Ma torniamo alla Cina che vive in modo turbolento e caotico il passaggio al collezionismo, inteso anche come investimento capace di trasformarsi in identità culturale e in una supervaluta, alternativa agli investimenti immobiliari. I cinesi hanno superato, a livello di giri d’affari, nelle aste, gli americani. La domanda è così grande che l’anno scorso, in un paese che a malapena ha un mercato dell’arte che ha solo due decenni, i ricavi d’asta riportati sono stati fino a 900 per cento rispetto al 2003: 8,9 miliardi dollari, mentre il mercato delle aste degli Stati Uniti per il 2012 è stato 8,1 miliardi dollari.Il problema gravissimo per le organizzazioni di vendita è quello degli insoluti, che hanno livelli elevatissimi. In molti casi gli acquirenti non pensano che alzare una paletta nel corso di un’asta non sia un’opzione di acquisto, ma l’acquisto stesso. Molti acquirenti non concludono l’iter commerciale anche perchè, essendosi fatti trascinare dalla gara e dovendo compiere esborsi notevoli, sono dilaniati dal dubbio del falso, In Cina proliferano le repliche.

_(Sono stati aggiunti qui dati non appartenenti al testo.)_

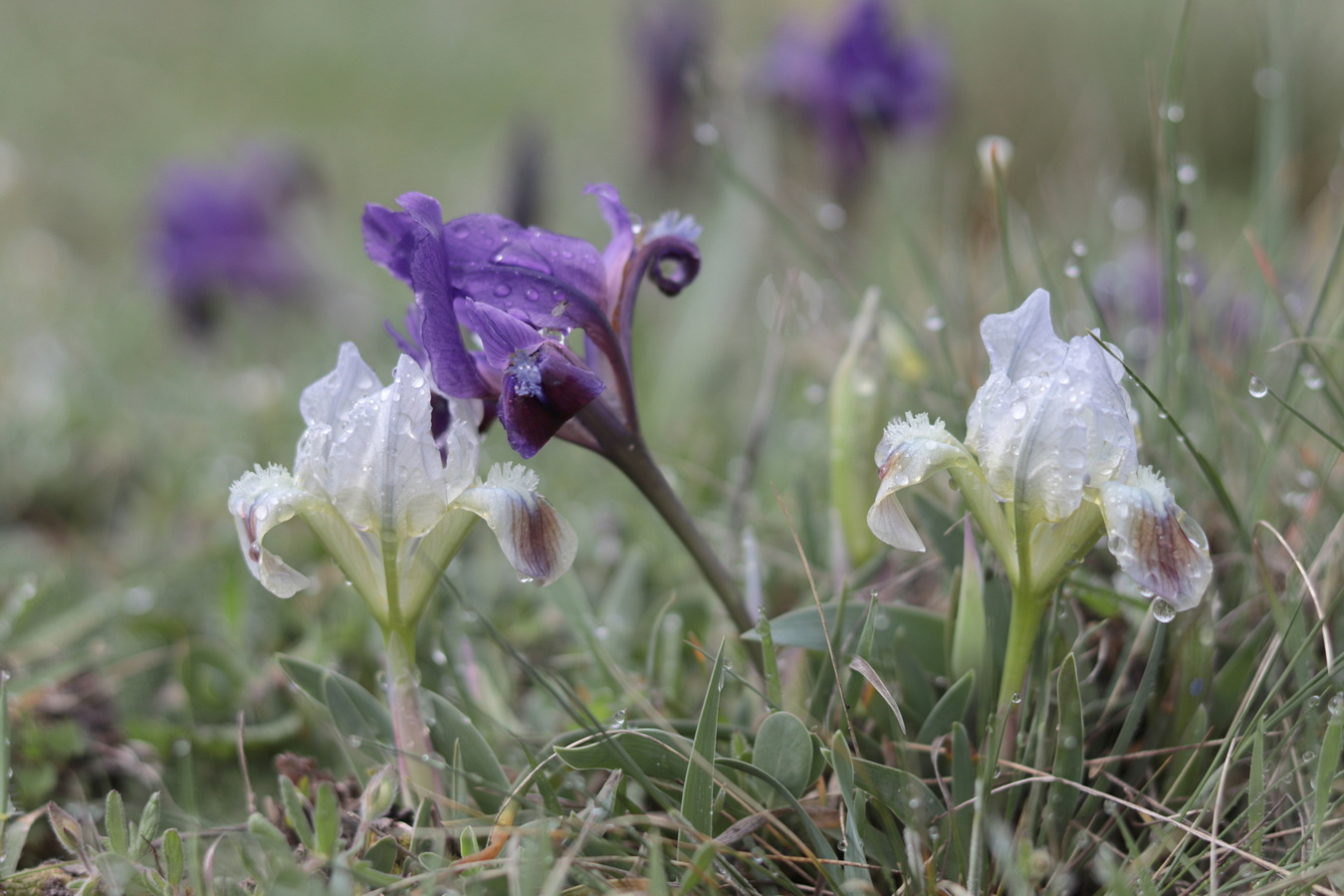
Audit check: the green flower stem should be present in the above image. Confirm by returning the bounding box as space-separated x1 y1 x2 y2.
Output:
999 588 1049 711
383 627 444 807
578 399 753 633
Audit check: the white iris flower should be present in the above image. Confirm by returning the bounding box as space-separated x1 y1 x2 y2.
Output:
229 342 576 630
868 290 1213 619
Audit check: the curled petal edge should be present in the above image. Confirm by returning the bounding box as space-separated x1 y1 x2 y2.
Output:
454 464 578 584
868 414 971 551
229 464 314 597
1099 466 1214 611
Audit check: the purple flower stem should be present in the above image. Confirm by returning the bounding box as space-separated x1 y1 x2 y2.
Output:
578 399 754 636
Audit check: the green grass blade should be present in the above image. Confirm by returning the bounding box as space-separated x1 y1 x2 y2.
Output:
681 643 723 837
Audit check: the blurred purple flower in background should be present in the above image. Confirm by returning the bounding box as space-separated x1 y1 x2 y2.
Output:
364 184 700 457
148 149 316 335
764 0 946 193
629 0 710 177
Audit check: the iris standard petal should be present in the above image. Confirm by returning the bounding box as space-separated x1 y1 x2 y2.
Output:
454 464 578 584
1101 466 1214 610
328 354 448 542
868 414 971 551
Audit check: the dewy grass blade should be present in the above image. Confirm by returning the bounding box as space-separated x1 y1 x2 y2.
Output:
681 643 723 837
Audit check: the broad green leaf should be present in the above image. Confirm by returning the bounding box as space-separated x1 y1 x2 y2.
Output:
830 731 872 889
278 655 394 745
752 712 815 796
853 757 946 830
425 691 511 815
742 600 946 677
681 643 723 835
556 728 691 781
360 837 398 874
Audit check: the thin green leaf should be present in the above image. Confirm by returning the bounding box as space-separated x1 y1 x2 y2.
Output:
1245 716 1264 857
681 643 723 837
556 728 692 781
425 691 511 815
162 827 187 891
915 672 976 745
280 776 319 856
1044 653 1083 854
104 789 130 858
314 781 340 861
130 789 160 861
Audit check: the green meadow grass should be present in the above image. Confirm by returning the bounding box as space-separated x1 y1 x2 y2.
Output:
0 0 1344 896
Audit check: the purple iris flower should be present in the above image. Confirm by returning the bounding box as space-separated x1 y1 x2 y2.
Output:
364 184 700 457
148 150 314 334
764 0 946 193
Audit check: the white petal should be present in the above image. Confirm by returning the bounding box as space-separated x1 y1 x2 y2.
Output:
327 354 448 540
967 290 1137 523
1101 466 1214 610
868 414 971 551
229 465 314 597
456 464 578 584
444 397 484 504
295 342 383 493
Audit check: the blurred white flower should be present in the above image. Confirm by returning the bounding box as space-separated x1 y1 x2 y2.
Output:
229 342 576 628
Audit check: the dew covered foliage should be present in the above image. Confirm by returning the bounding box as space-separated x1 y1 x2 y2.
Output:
0 0 1344 896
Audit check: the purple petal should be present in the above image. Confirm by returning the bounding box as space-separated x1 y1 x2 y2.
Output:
499 342 606 458
444 215 606 330
583 184 634 315
363 203 419 284
456 299 546 370
411 221 491 397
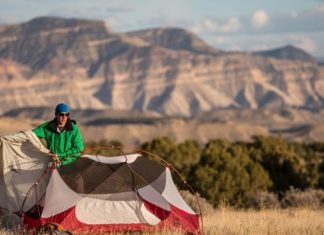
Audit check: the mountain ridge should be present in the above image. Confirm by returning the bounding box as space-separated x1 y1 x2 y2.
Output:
0 17 324 117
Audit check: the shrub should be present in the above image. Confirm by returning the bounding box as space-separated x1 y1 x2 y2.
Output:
280 188 324 209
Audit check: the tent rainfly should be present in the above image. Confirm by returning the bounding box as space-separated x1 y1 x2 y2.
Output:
0 131 201 234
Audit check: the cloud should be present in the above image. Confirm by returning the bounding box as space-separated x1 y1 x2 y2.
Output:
208 33 324 55
318 4 324 13
190 17 241 33
251 10 270 28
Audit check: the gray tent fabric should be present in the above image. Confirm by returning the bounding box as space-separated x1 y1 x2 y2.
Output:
0 130 51 214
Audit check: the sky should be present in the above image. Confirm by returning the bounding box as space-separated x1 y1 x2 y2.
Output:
0 0 324 58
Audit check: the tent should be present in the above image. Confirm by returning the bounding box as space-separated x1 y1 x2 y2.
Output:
0 132 200 234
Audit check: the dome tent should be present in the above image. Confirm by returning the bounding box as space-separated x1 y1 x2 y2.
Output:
1 131 200 234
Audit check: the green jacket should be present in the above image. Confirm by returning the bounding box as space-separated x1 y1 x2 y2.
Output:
33 118 84 165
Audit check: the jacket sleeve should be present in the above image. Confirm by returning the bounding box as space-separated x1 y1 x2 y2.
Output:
57 126 84 165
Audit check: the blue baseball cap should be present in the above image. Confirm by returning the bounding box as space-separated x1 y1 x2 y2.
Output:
55 103 70 115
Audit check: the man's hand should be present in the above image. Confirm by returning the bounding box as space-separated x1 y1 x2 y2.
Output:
49 152 61 168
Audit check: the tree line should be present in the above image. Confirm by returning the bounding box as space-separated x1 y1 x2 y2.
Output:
88 136 324 207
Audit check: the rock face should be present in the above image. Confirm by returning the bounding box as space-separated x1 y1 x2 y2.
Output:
0 15 324 117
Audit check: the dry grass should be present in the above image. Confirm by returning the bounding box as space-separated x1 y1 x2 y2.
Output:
0 208 324 235
204 208 324 235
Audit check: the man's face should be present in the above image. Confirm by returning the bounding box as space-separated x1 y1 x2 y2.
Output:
56 113 69 127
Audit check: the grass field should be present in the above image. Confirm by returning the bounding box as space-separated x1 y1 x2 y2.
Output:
0 208 324 235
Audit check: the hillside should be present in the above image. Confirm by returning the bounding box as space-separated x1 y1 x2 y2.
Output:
0 17 324 117
0 17 324 143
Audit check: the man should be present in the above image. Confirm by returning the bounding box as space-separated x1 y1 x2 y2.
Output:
33 103 84 166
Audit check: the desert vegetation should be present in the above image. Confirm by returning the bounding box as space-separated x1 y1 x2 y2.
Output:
88 136 324 209
0 136 324 235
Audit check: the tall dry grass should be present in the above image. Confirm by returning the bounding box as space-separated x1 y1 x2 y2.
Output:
0 207 324 235
204 208 324 235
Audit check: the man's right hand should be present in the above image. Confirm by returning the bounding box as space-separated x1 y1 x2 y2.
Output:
49 152 61 168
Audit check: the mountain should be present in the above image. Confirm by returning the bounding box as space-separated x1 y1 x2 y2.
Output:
255 45 316 62
0 17 324 118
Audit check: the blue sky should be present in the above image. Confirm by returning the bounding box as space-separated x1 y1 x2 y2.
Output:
0 0 324 57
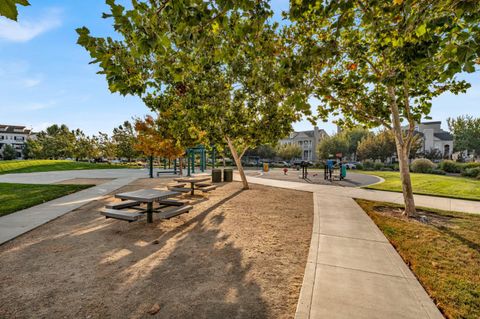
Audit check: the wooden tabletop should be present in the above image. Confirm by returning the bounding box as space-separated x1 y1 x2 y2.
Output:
173 176 211 183
115 189 180 203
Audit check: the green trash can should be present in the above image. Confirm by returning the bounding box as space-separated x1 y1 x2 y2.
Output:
212 168 222 183
223 168 233 182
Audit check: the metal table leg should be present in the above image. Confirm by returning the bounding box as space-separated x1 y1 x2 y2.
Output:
147 202 153 224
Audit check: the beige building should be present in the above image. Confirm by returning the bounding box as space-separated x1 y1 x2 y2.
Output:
415 121 453 158
0 124 32 159
279 126 328 162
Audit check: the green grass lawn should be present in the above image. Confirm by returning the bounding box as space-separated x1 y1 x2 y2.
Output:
357 199 480 319
0 160 139 174
0 183 94 216
356 171 480 200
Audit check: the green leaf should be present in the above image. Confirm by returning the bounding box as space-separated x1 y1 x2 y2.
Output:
415 24 427 37
0 0 30 21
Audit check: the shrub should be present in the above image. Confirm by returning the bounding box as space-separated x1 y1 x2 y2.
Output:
363 160 375 171
462 167 480 178
430 168 446 175
461 162 480 171
410 158 436 173
438 161 463 173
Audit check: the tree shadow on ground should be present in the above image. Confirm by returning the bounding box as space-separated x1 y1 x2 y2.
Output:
0 184 268 318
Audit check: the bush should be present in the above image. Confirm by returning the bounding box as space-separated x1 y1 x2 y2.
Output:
410 158 436 173
462 167 480 178
363 160 375 171
430 168 446 175
438 161 463 173
461 162 480 171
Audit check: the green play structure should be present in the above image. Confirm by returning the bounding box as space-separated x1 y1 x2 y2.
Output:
186 145 216 176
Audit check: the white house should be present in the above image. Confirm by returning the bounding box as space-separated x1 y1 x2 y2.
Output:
415 121 453 158
0 124 32 159
279 126 328 162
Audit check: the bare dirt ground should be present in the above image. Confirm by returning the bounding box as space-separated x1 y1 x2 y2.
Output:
0 179 313 318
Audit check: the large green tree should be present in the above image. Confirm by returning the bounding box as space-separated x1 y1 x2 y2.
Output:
112 121 139 162
290 0 480 215
77 0 309 189
448 115 480 157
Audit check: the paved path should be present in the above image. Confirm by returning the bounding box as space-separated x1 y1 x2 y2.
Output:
236 176 443 319
242 174 480 214
245 168 383 187
0 169 154 245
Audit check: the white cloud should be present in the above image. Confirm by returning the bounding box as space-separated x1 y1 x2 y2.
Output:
0 8 62 42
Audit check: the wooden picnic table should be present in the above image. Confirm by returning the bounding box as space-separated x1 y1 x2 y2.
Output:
115 189 180 223
173 176 211 195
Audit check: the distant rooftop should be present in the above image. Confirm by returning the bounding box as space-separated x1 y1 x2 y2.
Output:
0 124 32 134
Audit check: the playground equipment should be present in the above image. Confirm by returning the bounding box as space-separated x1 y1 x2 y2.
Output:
186 145 207 176
324 159 347 182
300 161 310 179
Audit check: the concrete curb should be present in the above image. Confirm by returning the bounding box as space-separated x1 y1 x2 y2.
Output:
295 193 320 319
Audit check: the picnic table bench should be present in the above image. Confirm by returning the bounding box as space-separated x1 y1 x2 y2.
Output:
169 176 217 195
101 189 193 223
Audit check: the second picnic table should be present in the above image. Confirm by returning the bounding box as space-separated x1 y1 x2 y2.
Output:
115 189 180 223
173 176 211 195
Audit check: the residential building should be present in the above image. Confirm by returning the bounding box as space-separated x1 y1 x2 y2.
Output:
0 124 32 159
415 121 453 158
279 126 328 162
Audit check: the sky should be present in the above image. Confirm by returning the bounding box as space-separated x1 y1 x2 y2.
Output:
0 0 480 134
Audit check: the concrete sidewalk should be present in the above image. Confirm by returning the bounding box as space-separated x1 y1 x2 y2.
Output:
240 174 480 214
236 176 446 319
295 194 443 319
0 175 138 245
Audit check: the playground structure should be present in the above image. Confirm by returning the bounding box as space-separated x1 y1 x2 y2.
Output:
323 157 347 182
155 145 217 177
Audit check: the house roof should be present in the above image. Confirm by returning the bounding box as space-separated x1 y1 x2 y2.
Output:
0 124 32 134
433 132 453 141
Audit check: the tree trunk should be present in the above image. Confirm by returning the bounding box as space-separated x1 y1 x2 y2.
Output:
178 157 183 176
226 137 249 189
388 87 416 217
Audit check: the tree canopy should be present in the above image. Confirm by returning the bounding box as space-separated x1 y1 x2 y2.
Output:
77 0 310 188
289 0 480 214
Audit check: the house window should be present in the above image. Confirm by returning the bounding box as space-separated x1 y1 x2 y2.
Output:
443 144 450 157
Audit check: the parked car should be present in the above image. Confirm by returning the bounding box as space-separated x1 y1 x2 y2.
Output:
272 161 290 167
343 162 360 169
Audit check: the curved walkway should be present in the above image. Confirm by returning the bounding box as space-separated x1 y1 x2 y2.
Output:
237 177 452 319
0 169 154 245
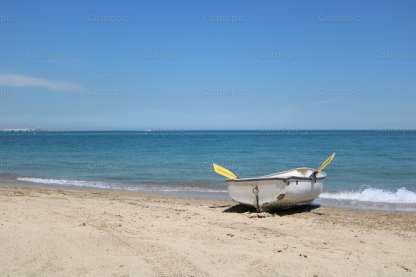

“Il sentiero della produzione antiquaria”-scrive il New York Times -alimenta la vendita di falsi dipinti e falsi bronzi – A Jingdezhen, città tra le montagne aspre della Cina sud-orientale, piccoli laboratori realizzano squisite riproduzioni di Ming e Qing porcellana. Gli artigiani costruiscono forni a legna che aiutano a creare trame sottili e smalti. A Yanjian, un polveroso villaggio nella provincia centrale di Henan, usano l’ammoniaca in bronzo per indurre corrosione e produrre quella stesso verdastro, quella patina ossidata che deriva dall’esposizione dell’oggetto all’acqua o all’umidità delle terra consentendo a una coppa a campana, per antiche libagioni rituali, prodotta pochi giorni prima di passare per un manufatto rinvenuto da una tomba.
E a Pechino, Tianjin, Suzhou e Nanjing, pittori altamente qualificati e calligrafi replicano le pennellate dei maestri venerati. I cosiddetti dipinti tradizionali cinesi di solito raffigurano la bellezza naturale delle montagne, fiumi e foreste in stile antico, e, insieme con la calligrafia, sono i cavalli di lavoro del mercato dell’arte in Cina, pari a quasi la metà del denaro preso in all’asta l’anno scorso. Così, in tutto il paese, i pittori lavorano per copiare maestri come Qi Baishi e Fu Baoshi, anche il laboratori dove operano ottocento copisti”.